How to get a credit line from Vendors

Most raw material suppliers will hold credit insurance and be bound by the requirements of those policies. The rules will govern who can get credit, what limit will be provided and how slow payment is handled. Holders of these policies adhere strictly to the terms to ensure that their cover for all customers is solid. There is still a lot of scope for you to influence the availability of credit to your business by approaching your credit strategy from all the relevant angles.

Credit Limits

  1. Ensure that your accountants file your year-end accounts with the Companies Office as soon as possible. Some accounting firms favour waiting until close to the filing deadline, however, if you have strong results, the sooner these are officially available, the sooner their reality is included in your credit rating.
  2. Provide up-to-date management accounts, if requested by a supplier. Often these requests are viewed with suspicion and the relevance of their requirement not properly understood. Often your supplier may well be seeking an increased limit to facilitate growth in your business. If confidentiality is a concern, ask if you can liaise directly with a contact at the credit insurers.
  3. If you hold credit insurance yourself, it is worth offering your supplier the opportunity to liaise with your own insurers directly. On the face of it, your holding of this insurance does not have a direct impact on your ability to pay for goods ordered. However, knowing that your debtor book is insured reduces the real risk for your supplier and your holding of this policy can add to your creditability.
  4. Suppliers do trade beyond the terms of their insurance at times. If you have strong commercial relationships with your supplier, it is well worth negotiating this with them. Perhaps there is information you can supply them to give them comfort, for example, perhaps your increased business is being driven by a blue chip customer and this is information you are willing to share with them.
  5. If you are experiencing a positive growth period and require increased credit from a supplier, it can make sense to offer to supply your supplier’s credit insurers.

Payment Terms

  1. Be commercially aware. What kind of terms are the industry norm? Make sure that the length of the credit term is in line with what is available in the market. Check what other suppliers would offer. This varies with industry and country. Thirty and sixty days ‘end of month’ are seen regularly in Ireland and the UK but continental Europe often trade on ‘date of invoice’ terms.
  2. The time to negotiate your payment terms is before you place the first order. It is very difficult to increase the length of this term at a later date without a large new piece of business.
  3. Sometimes, initial orders are on a pro-forma basis but there should be a clear agreement even before that what the intended terms will be once the opening payment history has been established.
  4. At the outset efforts are concentrated on establishing the longest possible terms with the highest possible limit.
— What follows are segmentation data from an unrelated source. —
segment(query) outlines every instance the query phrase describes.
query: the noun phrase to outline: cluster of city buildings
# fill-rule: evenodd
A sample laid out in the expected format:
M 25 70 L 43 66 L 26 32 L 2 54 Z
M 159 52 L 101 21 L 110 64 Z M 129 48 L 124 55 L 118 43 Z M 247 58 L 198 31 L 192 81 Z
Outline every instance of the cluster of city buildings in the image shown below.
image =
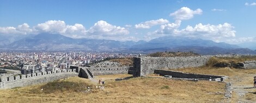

However, it is a good idea to clarify what early payment terms are possible. This can come into play when business grows rapidly, credit limits are reached and payments on account are needed before invoices are falling due to allow for further shipments. It may be possible to arrange to pay some invoices early and receive a discount. Waiting for the limit to be reached first is likely to miss out on this opportunity.

Payment Procedures

  1. Pay your other suppliers to terms too. Credit insurers and credit rating agencies communicate. The news of your non-payment of one supplier will travel.
  2. If there is a genuine issue with a supplier’s invoice, be proactive in getting the issue resolved to your satisfaction as quickly as possible. Policies often have strict reporting rules and unless clearly flagged as a query, unpaid invoices are required to be reported within a certain number of days after falling due.
  3. In manufacturing, strong long-term relationships can often form part of your competitive advantage, particularly in more challenging trading times. It takes time to build up credit and credibility so these should be factored into decision-making processes. To facilitate this, it is important that your accounts and commercial departments are working together to create a strong relationship at all levels within your supplier’s company.

Purchase Ordering

  1. Order strategically. It makes far more sense to purchase for shipment/delivery of your goods at the start of a credit period to avail of the longest credit terms possible.
  2. In a similar vein to timing your orders, it is also worth carefully considering the order quantity ordered. While your sale may be secured around the purchase of material at a certain lot size, it often happens that it takes time for quantities to ramp up to the quotation level. So in the meantime, while it may have an adverse impact on margin, it may make more sense ultimately to place orders at a higher price point but lower order quantity. It reduces the credit requirement and in the event the product scale up does not happen as anticipated, your stock levels have not been unnecessarily increased. It is usually far easier to order more of a new material, than return unwanted quantities or find an alternative use.